Elle eut un cri de rage, ses yeux étincelèrent ; elle me saisit les mains en m’enfonçant les ongles dans la peau.

— Rendez-moi cela, fit-elle.

Mais avant qu’elle ait pu l’atteindre, j’avais déchiré la lettre et j’en avais soufflé au vent les morceaux.

Alors elle devint comme un animal affolé, elle me frappa au visage au point de m’arracher des cris.

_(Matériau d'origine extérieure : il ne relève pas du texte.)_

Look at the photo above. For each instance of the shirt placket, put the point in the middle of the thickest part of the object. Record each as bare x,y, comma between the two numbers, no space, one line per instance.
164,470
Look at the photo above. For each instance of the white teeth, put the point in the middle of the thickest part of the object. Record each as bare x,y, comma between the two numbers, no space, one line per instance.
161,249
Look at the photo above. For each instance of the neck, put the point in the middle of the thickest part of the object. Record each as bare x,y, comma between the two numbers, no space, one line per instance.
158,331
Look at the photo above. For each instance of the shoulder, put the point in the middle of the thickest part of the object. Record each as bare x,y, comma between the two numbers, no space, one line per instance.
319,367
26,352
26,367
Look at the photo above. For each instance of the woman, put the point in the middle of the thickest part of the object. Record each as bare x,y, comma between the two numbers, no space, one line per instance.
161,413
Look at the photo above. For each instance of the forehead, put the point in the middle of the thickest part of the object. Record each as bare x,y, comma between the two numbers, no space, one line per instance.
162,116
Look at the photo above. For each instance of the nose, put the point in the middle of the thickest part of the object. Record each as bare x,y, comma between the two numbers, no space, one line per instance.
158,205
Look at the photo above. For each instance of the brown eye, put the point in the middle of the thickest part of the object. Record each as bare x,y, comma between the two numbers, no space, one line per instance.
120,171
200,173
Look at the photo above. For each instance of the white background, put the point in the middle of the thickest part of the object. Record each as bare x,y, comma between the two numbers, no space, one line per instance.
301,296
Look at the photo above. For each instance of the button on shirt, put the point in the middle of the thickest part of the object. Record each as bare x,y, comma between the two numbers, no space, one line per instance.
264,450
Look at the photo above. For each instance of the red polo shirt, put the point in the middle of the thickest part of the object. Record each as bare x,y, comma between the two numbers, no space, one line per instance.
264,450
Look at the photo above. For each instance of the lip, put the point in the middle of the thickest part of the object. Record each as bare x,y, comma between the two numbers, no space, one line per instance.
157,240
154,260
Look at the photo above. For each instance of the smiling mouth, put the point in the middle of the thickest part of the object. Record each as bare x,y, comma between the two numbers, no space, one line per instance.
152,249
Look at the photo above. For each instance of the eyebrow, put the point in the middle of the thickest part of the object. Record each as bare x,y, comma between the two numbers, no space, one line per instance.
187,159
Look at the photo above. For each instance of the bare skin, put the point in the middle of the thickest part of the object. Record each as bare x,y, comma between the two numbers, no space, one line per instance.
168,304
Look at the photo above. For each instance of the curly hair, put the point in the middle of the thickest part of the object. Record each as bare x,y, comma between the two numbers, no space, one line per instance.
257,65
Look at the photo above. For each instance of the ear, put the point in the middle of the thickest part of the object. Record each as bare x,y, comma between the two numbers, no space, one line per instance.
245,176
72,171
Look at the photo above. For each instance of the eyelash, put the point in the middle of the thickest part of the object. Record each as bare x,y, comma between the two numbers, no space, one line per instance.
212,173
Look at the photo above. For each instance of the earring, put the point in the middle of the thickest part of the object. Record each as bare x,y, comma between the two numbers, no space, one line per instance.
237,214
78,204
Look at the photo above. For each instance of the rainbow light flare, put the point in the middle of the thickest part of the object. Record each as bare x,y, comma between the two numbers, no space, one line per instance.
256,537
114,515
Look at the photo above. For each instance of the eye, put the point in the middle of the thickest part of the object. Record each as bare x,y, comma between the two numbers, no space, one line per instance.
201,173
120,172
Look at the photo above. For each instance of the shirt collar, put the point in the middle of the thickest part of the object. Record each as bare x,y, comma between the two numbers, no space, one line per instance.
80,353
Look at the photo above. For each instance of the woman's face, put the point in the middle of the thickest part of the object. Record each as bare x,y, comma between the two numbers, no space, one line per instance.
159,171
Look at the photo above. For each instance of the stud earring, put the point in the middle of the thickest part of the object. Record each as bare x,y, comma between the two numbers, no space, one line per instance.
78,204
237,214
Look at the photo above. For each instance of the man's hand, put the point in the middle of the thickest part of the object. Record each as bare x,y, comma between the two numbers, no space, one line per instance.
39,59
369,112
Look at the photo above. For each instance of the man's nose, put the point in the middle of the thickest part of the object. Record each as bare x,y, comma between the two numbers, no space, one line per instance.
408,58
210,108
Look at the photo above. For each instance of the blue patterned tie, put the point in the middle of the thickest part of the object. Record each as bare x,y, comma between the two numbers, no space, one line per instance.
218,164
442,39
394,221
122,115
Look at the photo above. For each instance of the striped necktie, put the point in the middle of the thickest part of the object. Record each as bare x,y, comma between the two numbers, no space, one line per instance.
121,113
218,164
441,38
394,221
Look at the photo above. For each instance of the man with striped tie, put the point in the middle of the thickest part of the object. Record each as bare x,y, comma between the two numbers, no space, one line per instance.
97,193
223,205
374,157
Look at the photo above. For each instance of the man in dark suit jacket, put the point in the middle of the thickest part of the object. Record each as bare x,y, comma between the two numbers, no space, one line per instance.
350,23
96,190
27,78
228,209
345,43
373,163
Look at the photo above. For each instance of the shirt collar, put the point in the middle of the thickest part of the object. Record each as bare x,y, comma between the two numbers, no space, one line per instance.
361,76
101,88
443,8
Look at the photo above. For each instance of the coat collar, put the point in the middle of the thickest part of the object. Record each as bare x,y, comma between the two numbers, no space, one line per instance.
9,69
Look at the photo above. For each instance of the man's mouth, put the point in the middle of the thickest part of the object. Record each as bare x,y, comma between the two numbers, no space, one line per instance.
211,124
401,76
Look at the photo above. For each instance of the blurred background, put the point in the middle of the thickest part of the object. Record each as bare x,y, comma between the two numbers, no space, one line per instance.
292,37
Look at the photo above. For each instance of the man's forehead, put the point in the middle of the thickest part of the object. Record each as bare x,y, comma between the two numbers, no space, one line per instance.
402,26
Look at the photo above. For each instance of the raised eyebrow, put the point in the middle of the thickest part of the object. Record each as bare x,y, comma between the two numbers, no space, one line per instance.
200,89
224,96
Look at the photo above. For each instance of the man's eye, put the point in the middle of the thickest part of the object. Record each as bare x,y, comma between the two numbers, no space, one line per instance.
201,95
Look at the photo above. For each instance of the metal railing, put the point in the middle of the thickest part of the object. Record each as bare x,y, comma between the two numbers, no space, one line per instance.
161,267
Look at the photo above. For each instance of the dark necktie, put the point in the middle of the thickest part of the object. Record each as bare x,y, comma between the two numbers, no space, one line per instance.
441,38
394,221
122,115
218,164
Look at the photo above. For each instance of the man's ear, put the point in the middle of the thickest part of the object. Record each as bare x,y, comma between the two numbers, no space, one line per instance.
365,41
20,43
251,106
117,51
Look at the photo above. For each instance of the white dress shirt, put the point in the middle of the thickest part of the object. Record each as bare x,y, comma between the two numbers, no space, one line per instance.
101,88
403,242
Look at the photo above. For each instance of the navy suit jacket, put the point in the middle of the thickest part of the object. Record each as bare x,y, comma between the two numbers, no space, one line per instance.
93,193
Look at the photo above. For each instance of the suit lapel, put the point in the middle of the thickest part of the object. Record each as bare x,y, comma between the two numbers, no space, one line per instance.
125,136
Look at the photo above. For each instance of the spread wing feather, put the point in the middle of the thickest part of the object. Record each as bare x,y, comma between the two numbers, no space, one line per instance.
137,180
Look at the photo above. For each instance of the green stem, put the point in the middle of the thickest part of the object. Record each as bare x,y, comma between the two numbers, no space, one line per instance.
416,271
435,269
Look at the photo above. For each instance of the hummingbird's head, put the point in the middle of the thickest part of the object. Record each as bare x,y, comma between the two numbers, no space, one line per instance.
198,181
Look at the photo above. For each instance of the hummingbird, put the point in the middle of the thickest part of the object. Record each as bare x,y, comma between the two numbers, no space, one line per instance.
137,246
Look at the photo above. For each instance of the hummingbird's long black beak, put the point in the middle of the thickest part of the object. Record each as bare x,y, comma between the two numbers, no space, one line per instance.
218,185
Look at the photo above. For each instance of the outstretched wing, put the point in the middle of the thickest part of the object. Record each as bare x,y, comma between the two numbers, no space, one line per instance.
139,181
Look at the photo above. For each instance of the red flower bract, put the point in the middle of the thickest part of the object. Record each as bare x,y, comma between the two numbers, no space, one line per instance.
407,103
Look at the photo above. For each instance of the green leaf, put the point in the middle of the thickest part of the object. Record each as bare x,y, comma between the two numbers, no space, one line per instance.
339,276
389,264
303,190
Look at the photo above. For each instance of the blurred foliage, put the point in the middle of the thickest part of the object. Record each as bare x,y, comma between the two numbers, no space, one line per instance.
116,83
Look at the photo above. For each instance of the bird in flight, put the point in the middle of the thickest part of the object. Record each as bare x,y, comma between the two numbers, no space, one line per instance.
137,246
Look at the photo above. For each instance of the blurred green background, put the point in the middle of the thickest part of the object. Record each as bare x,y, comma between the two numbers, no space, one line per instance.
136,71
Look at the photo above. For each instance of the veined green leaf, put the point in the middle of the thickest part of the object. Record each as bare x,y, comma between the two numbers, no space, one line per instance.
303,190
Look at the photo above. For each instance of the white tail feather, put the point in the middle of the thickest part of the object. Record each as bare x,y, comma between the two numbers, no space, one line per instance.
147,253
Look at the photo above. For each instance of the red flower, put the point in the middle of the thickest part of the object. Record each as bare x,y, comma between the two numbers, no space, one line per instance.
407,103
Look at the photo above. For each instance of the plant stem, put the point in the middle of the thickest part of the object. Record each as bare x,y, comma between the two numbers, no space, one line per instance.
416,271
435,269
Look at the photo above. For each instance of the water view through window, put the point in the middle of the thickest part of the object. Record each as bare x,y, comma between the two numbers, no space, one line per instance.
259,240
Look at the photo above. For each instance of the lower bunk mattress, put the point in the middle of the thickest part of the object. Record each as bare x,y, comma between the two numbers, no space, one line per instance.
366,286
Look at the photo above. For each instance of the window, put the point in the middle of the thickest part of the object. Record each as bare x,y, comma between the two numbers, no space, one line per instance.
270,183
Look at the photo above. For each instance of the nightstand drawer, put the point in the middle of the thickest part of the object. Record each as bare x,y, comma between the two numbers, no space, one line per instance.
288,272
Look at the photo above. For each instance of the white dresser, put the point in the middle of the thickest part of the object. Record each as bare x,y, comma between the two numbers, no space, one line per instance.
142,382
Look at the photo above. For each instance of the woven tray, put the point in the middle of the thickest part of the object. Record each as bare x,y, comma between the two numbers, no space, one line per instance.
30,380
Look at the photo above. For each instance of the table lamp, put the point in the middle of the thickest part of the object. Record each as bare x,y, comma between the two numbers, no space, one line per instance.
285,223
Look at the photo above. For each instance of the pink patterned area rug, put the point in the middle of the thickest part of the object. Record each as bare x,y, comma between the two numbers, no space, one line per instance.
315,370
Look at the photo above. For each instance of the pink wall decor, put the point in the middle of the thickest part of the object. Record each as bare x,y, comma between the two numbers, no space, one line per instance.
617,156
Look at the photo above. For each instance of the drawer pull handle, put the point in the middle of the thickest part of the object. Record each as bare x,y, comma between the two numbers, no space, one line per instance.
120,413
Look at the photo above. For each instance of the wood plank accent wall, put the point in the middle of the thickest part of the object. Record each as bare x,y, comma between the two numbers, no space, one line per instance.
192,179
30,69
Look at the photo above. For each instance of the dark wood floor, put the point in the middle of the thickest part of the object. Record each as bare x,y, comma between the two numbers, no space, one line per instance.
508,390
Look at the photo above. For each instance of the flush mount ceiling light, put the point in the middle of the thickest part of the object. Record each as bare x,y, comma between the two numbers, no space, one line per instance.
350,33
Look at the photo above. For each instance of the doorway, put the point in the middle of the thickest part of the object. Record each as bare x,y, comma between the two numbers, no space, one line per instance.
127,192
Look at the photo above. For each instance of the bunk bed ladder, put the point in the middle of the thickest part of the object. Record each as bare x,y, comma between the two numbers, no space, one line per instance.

Je crois bien qu’elle m’aurait toute meurtrie si Troussot et Zozo ne s’étaient jetés sur elle et ne lui avaient saisi les mains.

— Est-ce ainsi, dis-je, enfant dénaturée, que vous reconnaissez tout le bien que j’ai fait pour vous.

— Le bien ! le bien ! ah ! vous voulez rire ! répondit-elle découvrant tout à coup sa haine. Assassiner ma pauvre mère, voler ma fortune, voilà ce que vous appelez me faire du bien. Ah ! monstre, le mal que je t’ai fait pour me défendre, pour me sauver de toi, n’est rien en comparaison de ton crime et de mes souffrances.

À chaque insulte il me semblait descendre d’un degré l’échelle infernale des tortures. Je m’imaginais que mon supplice était achevé, et je le voyais renaître de minute en minute comme un incendie qui ne s’endort un instant que pour éclater ensuite avec une ardeur plus dévorante.